Monday, September 15, 2008

The market issues continue...

In the financial markets today was like the equivalent of Ike or Gustav, meaning for most of us you could do nothing about your investments, just take cover and watch the devastation. The thought that it could be like Katrina with the levees breaking 36 hours later is an analogy that is not a pleasant thought.

Some thoughts on today:
---BofA and Merrill made the same mistake that was made in the Chase/JPM an all stock deal. They somehow assumed that the market would accept whatever price was suggested, in this case $29 for Merrill. The market of course values the aggregate concern in any way it pleases based on its view of the valuation so today's judgment was that Merrill was worth the same $17 that it started the day at and BofA lost 21% of its value to finish at $26.55. Do Boards of Directors really fall for this ruse, or do CEO's really not understand it. In both instances the answer is likely yes for BofA, while Thain was getting the best deal possible for his shareholders and his reputation. Whatever, it's a positive market development.
---Washington Mutual aka WaMu is likely going down. It was downgraded to junk debt this afternoon and the stock was at $1.76 in after hours. The deposit withdrawals could begin soon, and they will likely begin in its area of greatest concentrations in the northwest U.S. Concern will begin to spread contagiously if there is any catalyst. New York Senator Chuck Schumer did the job on California based Indymac with his, as usual, camera hogging and attention seeking provocative comments about confidential information that created headlines and lines at banks there(Indymac was almost totally Alt-A, not subprime, and had only 3 billion of option pay loans compared to 25B for Countrywide, 53B for WaMu, and 122B for Wachovia but it failed because of a bank deposit run instigated by Schumer. It certainly could have ultimately failed but the immediate reason was a complete dry up of liquidity). Let's hope no politician inadvertantly starts the run and no hedge fund player intentionally does something fatal.
That risk stated, and it could be big and immediate(as in this week), Washington Mutual's Board of Directors and former CEO Kerry Killinger's actions in attracting funds from private equity investor TPG were such that they should be put into the general population of the worst prison in Washington state. Bloomberg reported today that in getting TPG's equity infusion(and that of several other private equity funds) to fend off JPM's bid of several months ago they agreed to contractual language that required that huge payments be made to these private equity firms in the event that any bid was accepted below their offer price of $8.50. What is essentially a poison pill makes the likelihood of a WaMu bankruptcy much higher, and therefore Killinger's last stab at his personal longevity may cost the jobs of thousands upon thousands of what he cheerleaded as Wamullian employees if the FDIC takes over. That such agreements are even legal is a question here, but if it prevents JPM or some capital solid foreign institution like HSBC from stepping in it's sad.
---AIG, as mentioned in yesterday's post, was ultimately the key today.
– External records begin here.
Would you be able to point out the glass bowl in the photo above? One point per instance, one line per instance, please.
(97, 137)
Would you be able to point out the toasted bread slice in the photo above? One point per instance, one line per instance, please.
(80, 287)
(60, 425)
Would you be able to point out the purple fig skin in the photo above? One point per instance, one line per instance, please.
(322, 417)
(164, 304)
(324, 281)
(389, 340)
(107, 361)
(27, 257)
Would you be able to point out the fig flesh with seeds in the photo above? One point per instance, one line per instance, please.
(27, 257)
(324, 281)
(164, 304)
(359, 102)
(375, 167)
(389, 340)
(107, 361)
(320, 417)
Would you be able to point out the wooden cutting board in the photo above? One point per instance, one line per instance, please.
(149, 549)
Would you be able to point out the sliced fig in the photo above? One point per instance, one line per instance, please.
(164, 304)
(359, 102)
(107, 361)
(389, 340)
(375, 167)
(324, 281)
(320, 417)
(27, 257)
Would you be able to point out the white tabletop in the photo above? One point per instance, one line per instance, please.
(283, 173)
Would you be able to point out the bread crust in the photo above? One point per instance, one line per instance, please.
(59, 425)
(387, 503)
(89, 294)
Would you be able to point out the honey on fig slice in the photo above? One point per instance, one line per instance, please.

Unbelievably there was no news out of the company despite all reports of expectations. Looking at the company's Board of Directors the answer is clear. Of the 18 non-executive directors only two or three are not the honorary types, which are those chosen only by connections, long past accomplishments, or pc considerations. This Board is not remotely knowledgeable about financial markets and was never intended to be anything but a rubber stamp for management and a verification of the firm's preminance. They are overwhelmed and they likely had not given new CEO Willimstad the authority to do anything. It is still "stunning" that this incredible franchise could be killed by liquidity issues, and it would be doubly stunning to the overall financial markets if it was. Governor Patterson of New York gave some wise regulatory leeway this evening and now Goldman and JPM have been charged with finding a pool of liquidity, privately, to stand behind AIG. Morgan Stanley has been hired by the Fed to evaluate AIG as well. So all the real firepower left on Wall Street is now left to figure this out quickly. The middle of the order is up and now they need to score some runs in the bottom of the ninth. That's about it. They must get it done.
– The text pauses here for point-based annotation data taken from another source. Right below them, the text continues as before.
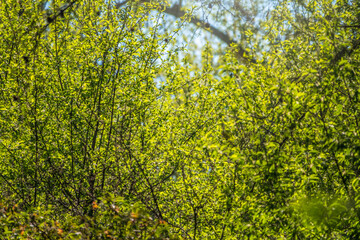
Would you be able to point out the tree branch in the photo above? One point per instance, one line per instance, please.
(176, 11)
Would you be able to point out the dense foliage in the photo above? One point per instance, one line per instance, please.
(95, 102)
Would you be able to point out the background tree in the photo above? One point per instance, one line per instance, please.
(260, 143)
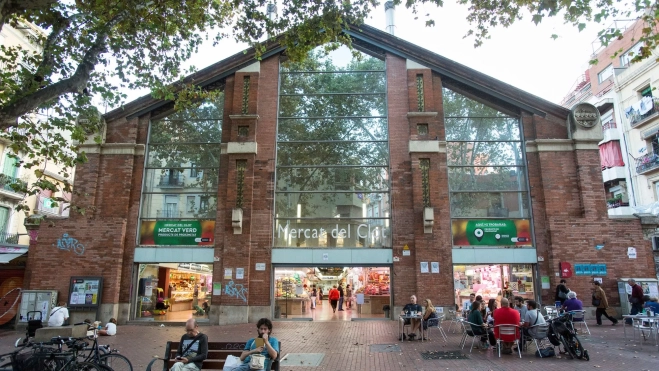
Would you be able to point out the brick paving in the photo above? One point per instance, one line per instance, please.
(346, 346)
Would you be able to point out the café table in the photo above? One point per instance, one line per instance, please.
(653, 322)
(401, 325)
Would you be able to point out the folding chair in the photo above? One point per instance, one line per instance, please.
(508, 330)
(466, 326)
(436, 323)
(540, 334)
(455, 319)
(579, 316)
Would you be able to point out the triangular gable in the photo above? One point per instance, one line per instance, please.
(377, 43)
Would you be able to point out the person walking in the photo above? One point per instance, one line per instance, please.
(600, 302)
(340, 297)
(334, 297)
(313, 298)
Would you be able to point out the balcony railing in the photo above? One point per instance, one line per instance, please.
(9, 238)
(641, 110)
(11, 184)
(611, 124)
(647, 163)
(172, 181)
(169, 214)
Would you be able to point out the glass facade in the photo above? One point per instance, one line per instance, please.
(332, 187)
(179, 196)
(486, 174)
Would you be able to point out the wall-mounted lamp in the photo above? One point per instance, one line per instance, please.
(237, 221)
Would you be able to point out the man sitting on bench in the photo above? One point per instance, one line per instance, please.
(264, 344)
(192, 349)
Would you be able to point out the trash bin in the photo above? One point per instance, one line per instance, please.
(386, 310)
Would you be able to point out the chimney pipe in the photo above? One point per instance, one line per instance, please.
(389, 16)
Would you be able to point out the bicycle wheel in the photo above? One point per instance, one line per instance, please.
(568, 347)
(116, 362)
(85, 366)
---The issue of liquid and orderly markets was apparently a good sign today. No major issues reported in the derivatives markets, which if it holds is a big, big, big positive deal, and everything worked. It did take the NYSE much longer than usual to process final trades as I left the screen at 4:12 with the Dow down in the mid 400's and was back a half hour later to see that it had closed down over 500, but it all worked.